Tesla has provided a first look from inside a production Cybercab as it drove itself off the assembly line at Gigafactory Texas. The video footage, posted on X, opens on the factory floor with robotic arms and assembly equipment visible through the Cybercab windshield, and follows the car through a branded tunnel marked “Cybercab”, before autonomously navigating itself to a holding lot.

The first Cybercab rolled off the Giga Texas production line on February 17, 2026, with Musk writing on X, “Congratulations to the Tesla team on making the first production Cybercab.” April marked the official shift to volume production.
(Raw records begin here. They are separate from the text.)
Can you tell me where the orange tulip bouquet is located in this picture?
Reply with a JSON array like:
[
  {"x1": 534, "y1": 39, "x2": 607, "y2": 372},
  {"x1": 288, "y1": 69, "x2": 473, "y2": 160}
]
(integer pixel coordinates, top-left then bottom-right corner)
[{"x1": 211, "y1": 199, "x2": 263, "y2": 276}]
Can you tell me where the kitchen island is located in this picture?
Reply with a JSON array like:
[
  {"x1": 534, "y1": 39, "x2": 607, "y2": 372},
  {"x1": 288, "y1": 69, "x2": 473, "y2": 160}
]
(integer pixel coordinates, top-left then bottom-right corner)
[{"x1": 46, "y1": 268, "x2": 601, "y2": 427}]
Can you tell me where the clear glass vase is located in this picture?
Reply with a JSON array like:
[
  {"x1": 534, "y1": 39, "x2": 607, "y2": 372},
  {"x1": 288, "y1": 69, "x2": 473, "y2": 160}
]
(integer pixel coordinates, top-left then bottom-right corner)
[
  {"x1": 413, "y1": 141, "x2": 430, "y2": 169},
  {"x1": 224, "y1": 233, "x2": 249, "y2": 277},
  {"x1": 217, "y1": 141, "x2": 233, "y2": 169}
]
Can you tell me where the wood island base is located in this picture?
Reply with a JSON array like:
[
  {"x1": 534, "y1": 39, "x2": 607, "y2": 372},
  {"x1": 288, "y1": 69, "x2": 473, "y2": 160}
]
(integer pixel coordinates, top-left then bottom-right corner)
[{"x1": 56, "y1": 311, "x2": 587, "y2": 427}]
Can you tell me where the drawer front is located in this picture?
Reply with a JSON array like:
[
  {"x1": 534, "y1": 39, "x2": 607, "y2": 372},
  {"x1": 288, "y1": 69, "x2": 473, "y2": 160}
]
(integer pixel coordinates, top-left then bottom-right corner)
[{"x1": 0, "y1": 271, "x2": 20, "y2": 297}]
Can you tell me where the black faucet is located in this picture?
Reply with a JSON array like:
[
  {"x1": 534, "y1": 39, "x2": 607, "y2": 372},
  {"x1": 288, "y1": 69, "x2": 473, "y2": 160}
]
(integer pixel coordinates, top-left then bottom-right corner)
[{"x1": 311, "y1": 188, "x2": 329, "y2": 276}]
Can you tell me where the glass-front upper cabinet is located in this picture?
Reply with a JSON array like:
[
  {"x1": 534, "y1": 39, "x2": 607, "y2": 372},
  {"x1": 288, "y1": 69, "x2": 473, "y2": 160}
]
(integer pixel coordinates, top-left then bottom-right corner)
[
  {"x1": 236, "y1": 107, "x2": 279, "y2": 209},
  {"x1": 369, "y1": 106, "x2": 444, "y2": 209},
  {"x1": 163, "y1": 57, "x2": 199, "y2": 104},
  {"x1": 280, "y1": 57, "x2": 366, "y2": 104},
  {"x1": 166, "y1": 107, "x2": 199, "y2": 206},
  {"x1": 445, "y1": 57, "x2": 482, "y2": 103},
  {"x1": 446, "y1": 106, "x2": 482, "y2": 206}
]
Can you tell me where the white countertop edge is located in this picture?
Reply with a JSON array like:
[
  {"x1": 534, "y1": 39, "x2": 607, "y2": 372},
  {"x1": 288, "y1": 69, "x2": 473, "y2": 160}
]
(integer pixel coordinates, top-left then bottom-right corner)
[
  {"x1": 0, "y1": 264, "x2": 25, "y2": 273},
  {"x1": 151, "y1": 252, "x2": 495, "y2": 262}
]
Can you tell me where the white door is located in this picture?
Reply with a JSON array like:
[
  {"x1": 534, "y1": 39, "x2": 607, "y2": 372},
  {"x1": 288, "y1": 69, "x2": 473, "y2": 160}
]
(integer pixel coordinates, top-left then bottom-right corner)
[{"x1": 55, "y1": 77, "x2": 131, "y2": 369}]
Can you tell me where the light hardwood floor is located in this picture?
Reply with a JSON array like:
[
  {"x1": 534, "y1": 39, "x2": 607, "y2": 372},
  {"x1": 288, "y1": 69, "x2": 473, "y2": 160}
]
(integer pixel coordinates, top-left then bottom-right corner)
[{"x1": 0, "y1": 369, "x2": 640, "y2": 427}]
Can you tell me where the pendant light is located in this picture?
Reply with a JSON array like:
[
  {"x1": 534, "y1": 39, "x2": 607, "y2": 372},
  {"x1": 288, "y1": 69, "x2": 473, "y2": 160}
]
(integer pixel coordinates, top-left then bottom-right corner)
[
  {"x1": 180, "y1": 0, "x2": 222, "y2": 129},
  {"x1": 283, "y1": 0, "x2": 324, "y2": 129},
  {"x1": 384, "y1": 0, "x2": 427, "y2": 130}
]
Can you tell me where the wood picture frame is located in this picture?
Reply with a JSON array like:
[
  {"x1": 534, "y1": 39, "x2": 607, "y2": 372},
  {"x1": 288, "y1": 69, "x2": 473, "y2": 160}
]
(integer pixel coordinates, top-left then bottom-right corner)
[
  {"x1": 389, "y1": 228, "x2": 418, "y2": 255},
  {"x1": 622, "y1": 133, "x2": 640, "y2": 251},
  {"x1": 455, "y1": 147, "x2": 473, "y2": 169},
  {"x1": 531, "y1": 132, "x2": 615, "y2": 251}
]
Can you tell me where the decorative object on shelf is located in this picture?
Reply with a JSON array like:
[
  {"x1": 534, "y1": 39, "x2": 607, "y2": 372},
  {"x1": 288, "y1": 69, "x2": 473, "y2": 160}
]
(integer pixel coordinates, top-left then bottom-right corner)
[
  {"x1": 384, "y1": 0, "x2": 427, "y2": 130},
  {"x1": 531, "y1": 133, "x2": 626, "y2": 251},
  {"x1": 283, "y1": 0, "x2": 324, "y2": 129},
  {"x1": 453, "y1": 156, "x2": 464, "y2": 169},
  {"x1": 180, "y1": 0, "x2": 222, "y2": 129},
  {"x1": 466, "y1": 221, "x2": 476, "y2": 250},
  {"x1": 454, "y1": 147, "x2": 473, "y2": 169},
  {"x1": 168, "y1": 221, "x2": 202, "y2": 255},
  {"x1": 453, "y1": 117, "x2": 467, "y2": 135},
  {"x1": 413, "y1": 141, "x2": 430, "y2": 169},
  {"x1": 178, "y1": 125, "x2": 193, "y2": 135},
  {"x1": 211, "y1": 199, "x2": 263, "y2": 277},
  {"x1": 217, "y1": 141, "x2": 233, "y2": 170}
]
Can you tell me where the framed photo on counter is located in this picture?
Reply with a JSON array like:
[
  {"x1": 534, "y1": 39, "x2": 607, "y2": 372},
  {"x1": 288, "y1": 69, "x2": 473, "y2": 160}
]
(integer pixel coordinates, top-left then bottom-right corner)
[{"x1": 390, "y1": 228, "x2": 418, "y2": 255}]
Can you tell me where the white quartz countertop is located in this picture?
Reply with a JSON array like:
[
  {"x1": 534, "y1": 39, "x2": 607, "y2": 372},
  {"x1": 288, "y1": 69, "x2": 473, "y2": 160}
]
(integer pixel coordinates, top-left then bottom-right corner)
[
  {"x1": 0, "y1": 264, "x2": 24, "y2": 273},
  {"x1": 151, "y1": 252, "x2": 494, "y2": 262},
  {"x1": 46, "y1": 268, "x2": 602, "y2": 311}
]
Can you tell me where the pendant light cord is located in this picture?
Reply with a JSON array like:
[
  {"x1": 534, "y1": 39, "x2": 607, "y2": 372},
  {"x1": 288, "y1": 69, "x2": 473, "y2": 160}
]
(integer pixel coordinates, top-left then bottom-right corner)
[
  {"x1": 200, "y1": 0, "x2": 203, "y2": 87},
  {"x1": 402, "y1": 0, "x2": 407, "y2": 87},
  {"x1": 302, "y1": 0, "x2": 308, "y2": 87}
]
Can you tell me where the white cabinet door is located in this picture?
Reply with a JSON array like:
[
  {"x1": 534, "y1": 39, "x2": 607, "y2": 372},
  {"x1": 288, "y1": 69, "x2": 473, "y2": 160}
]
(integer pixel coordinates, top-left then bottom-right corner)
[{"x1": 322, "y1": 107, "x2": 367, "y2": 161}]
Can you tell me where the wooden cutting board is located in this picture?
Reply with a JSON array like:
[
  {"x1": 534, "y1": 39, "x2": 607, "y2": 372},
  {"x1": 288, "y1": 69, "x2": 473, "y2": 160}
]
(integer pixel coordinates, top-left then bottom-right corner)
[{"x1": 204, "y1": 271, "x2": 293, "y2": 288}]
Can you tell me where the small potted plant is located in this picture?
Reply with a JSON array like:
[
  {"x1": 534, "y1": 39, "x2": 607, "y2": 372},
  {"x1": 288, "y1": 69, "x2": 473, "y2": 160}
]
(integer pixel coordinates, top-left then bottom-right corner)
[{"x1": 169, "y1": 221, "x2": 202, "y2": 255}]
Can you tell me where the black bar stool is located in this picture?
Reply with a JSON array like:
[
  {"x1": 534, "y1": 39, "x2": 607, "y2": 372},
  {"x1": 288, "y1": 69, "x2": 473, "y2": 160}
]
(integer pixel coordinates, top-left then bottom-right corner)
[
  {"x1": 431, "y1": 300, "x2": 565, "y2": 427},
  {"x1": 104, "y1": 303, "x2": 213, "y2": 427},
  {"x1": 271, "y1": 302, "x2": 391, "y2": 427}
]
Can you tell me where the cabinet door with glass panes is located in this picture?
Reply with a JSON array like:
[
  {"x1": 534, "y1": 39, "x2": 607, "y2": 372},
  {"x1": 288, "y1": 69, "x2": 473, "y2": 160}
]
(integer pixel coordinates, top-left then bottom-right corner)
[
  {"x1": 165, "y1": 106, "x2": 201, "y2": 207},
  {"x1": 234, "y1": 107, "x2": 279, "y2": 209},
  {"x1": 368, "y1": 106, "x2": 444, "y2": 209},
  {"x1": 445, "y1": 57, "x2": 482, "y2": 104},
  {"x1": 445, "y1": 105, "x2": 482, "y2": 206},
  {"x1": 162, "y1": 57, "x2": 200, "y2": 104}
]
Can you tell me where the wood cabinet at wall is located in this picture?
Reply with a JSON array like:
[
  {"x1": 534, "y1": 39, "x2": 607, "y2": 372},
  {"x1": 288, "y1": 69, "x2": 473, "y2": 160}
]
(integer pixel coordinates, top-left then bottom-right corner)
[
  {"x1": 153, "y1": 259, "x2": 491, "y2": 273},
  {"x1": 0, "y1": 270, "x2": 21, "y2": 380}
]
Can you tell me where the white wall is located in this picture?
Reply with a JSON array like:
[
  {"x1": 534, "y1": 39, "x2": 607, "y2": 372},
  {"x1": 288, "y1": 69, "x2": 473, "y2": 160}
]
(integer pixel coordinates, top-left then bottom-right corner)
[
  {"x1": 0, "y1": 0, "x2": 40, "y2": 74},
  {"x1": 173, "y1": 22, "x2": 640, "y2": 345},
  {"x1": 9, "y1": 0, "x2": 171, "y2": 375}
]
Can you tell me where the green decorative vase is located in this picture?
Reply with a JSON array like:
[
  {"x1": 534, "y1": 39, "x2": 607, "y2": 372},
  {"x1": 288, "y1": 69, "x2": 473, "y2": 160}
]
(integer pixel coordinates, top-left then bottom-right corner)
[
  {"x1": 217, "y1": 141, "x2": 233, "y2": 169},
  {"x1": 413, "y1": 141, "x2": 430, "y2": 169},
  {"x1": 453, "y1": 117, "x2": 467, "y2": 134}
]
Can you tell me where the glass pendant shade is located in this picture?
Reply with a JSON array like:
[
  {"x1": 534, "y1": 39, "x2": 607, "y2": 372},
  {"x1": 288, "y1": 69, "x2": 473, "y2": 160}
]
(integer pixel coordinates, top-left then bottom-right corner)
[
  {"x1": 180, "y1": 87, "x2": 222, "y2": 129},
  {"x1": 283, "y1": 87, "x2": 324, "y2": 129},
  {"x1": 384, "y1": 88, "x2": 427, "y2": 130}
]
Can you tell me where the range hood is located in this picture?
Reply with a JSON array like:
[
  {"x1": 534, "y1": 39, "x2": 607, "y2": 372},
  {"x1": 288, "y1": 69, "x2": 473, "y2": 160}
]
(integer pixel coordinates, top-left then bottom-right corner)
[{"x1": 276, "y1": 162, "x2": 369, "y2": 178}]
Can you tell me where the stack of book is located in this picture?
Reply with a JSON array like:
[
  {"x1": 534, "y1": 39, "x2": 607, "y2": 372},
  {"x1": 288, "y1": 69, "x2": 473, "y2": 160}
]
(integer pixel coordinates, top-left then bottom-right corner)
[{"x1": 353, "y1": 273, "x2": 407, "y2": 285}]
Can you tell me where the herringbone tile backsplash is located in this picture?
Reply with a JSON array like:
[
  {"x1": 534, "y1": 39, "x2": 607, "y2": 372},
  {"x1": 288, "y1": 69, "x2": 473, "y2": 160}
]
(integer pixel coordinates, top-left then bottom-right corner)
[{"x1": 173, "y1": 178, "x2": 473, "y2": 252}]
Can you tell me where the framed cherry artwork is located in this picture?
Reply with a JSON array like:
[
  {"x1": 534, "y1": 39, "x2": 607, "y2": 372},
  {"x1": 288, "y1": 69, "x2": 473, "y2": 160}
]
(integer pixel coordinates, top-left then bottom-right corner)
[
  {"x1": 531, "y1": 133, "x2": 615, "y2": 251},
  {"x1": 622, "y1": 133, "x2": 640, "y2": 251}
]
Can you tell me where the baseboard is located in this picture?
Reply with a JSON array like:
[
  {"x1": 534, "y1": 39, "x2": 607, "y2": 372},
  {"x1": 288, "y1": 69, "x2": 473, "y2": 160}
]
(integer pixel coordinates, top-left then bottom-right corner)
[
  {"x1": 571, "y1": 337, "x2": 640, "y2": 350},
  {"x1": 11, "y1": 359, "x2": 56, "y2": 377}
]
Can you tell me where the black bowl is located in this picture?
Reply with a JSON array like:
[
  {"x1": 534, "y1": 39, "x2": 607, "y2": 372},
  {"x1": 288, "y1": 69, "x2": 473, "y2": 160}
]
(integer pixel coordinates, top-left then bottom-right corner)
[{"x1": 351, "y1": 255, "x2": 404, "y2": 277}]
The Giga Texas line is being prepared to produce hundreds of units per week, with 60 units already spotted on the Gigafactory campus earlier this month.


The Cybercab was first revealed publicly at Tesla’s “We, Robot” event in October 2024 at Warner Bros. Studios in Burbank, California, where 20 pre-production units gave attendees rides around the studio lot. Musk said he believed the average operating cost would be around $0.20 per mile, and that buyers would be able to purchase one for under $30,000. The two-seat design is deliberate. Musk noted that 90 percent of miles driven involve one or two people, making a compact two-passenger vehicle the most efficient configuration for a fleet-scale robotaxi. Eliminating rear seats also removes complexity and cost, supporting that sub-$30,000 target.

Tesla’s annual production goal is 2 million Cybercabs per year once several factories reach full design capacity. The Cybercab has no steering wheel, no pedals, and relies entirely on Tesla’s vision-based FSD system. What the video shows is the first evidence of that system working not as a demo, but as a production reality, driving itself off the line and into the world.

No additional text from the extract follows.